Late Night E-mails ‘Sign of Infidelity’

By Judith Duffy, Health Correspondent
www.sundayherald.com

IT could be viewed as an innocent chat in cyberspace, but sending e-mails late at night and revealing personal details of your life are signs of betraying your partner, according to new research.

Psychologists from Glamorgan University have carried out an investigation to try and define the point at which online exchanges are perceived as emotional infidelity.

The study revealed that sending messages late at night and revealing intimate information are the key factors that will cause your partner to believe you are having a virtual affair.

The popularity of websites such as Friends Reunited and dating chatrooms have been blamed for helping to fuel a rise in divorces in recent years.

According to leading counselling group Relate, one in 10 people seeking help from them now complain about the impact of the internet on their relationship.

Dr Martin Graff, psychology lecturer at the Glamorgan University, said there was now the potential for people to engage in “virtual” infidelity alongside face-to-face relationships, yet the issues around this had not been explored.

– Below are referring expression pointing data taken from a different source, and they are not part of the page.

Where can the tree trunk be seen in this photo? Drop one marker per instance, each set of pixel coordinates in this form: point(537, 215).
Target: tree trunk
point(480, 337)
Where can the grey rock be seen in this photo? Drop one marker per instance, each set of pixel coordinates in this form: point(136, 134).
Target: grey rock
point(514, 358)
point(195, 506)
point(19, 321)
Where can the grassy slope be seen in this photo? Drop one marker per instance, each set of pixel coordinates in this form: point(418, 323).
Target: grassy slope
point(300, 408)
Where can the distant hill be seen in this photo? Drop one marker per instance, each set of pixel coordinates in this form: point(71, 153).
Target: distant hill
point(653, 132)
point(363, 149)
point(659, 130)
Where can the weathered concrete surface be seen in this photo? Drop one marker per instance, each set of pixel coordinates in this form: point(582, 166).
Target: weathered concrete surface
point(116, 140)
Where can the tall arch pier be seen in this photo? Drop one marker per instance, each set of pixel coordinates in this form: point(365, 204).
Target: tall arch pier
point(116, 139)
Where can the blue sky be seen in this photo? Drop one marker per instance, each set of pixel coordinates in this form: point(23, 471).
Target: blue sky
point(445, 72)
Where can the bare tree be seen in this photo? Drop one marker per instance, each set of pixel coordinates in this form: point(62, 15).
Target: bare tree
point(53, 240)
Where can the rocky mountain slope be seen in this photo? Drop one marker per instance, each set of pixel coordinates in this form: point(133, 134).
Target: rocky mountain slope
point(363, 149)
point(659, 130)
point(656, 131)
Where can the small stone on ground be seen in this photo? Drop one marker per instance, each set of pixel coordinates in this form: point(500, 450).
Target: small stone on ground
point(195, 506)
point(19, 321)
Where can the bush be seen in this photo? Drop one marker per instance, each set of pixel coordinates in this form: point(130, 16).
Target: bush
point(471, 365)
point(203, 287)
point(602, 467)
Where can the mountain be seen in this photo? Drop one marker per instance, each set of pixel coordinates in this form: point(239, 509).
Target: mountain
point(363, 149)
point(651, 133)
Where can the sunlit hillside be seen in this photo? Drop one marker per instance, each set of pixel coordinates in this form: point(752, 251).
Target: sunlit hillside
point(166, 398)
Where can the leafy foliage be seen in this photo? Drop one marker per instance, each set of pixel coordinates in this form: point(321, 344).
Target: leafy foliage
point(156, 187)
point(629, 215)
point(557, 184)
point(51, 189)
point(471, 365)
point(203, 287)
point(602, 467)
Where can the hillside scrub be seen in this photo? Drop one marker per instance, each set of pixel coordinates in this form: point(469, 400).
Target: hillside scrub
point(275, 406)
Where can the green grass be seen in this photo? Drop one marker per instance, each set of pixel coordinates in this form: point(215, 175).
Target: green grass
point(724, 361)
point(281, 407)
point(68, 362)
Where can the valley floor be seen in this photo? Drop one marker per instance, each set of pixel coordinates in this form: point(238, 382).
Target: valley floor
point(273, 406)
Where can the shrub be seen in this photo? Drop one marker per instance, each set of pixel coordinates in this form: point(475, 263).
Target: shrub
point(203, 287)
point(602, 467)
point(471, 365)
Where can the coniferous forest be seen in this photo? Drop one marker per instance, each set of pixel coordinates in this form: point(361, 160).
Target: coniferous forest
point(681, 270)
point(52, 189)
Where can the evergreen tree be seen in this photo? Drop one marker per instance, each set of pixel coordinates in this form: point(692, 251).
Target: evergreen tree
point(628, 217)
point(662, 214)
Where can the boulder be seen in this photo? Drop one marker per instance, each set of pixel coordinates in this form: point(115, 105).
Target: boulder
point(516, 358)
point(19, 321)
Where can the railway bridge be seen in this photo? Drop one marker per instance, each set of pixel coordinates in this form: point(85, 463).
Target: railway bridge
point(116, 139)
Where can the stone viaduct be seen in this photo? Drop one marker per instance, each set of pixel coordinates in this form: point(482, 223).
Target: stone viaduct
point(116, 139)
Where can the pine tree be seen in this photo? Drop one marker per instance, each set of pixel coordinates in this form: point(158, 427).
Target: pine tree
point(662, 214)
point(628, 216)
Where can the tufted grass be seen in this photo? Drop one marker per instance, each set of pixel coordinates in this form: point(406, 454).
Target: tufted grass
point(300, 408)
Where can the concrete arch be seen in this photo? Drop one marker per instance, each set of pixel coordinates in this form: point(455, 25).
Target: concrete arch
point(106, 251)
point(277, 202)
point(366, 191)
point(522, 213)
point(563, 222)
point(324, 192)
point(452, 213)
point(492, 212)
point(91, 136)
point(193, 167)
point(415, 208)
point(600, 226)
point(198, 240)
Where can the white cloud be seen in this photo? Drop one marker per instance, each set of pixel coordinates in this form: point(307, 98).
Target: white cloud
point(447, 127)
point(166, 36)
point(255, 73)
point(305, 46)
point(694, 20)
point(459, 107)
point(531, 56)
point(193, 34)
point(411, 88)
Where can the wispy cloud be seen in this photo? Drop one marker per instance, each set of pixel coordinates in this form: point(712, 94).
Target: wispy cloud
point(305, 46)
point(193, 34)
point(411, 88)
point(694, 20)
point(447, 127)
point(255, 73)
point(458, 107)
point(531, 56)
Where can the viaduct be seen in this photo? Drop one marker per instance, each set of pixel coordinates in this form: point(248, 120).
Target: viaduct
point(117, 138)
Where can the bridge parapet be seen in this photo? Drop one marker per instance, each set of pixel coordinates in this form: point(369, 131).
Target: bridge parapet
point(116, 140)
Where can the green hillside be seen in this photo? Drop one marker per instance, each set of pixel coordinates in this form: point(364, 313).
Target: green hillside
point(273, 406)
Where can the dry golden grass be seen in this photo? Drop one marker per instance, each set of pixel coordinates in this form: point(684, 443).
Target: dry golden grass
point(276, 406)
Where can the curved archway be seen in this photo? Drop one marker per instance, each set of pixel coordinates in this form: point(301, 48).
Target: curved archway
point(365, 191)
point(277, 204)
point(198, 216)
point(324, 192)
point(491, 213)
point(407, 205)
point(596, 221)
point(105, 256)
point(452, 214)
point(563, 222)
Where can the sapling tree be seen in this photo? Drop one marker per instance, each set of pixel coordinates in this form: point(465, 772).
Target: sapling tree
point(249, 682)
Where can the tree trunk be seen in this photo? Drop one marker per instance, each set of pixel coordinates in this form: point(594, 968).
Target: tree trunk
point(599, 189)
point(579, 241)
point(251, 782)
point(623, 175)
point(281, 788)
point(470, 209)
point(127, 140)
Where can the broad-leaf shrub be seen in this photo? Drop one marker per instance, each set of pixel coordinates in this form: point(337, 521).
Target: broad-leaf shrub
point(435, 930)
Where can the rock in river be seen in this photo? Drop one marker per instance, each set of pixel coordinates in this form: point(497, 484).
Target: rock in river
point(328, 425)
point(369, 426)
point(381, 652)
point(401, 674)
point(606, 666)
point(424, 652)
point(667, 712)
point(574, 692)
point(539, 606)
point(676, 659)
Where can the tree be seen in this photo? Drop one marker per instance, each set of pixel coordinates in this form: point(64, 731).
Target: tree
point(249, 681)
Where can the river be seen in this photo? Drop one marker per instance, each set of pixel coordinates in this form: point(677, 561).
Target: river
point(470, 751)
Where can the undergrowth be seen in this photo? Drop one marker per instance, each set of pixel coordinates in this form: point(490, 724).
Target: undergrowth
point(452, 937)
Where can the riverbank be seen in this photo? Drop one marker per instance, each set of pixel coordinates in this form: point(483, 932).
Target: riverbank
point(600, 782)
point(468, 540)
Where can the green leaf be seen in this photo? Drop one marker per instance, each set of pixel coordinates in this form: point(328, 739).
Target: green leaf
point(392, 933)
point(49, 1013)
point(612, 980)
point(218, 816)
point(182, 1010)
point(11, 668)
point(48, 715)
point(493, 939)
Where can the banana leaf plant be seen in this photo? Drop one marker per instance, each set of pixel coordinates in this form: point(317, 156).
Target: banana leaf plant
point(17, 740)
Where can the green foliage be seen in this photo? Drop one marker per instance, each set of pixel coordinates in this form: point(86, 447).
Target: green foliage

“I guess we have a definition of sexual infidelity, but this involves more emotional infidelity and we just wanted to see what people thought,” he said. “Chatting online is fine, but where do people start seeing it as not quite right?”

The research, which will be presented at a British Psychological Society conference next month, asked a group of men and women in their early 20s to judge varying scenarios involving internet communication and rate what they believed constituted online infidelity.

Certain factors were deemed to be irrelevant, such as whether the correspondence was through e-mail or instant messaging services or the gender of the person who initiated the online conversation.

But Graff said: “People who interacted online later at night were perceived as possibly more unfaithful than those who interacted during the day. I guess it is seen as being more surreptitious if you are online late into the night.

“The amount you disclose to people is also generally perceived as being a lot more unfaithful, as it signals a degree of intimacy with someone.”

Denise Knowles, a counsellor for 16 years with Relate, said that a major problem with the internet was that it could cause a distance in relationships.

“The time spent on the internet is time spent away from the primary relationship,” she said. “A few people have said to me that when their partner is doing this and they are talking to other men or women on the internet, it is almost as if they are having an affair where the third party is under their roof.

“Because they are sitting in the corner of the room – or worse, in their bedroom – it is very intrusive and they can often feel quite violated.”

Knowles pointed out another difficulty was that often the person who was carrying out the internet activities was unaware of the harm it was causing.

“People say ‘I don’t know what you are going on about, I haven’t actually seen the person and I don’t intend to’,” she said. “But the real problem is the fact that there is time being spent talking and sharing intimacies with somebody else that really ought to be shared with your partner.”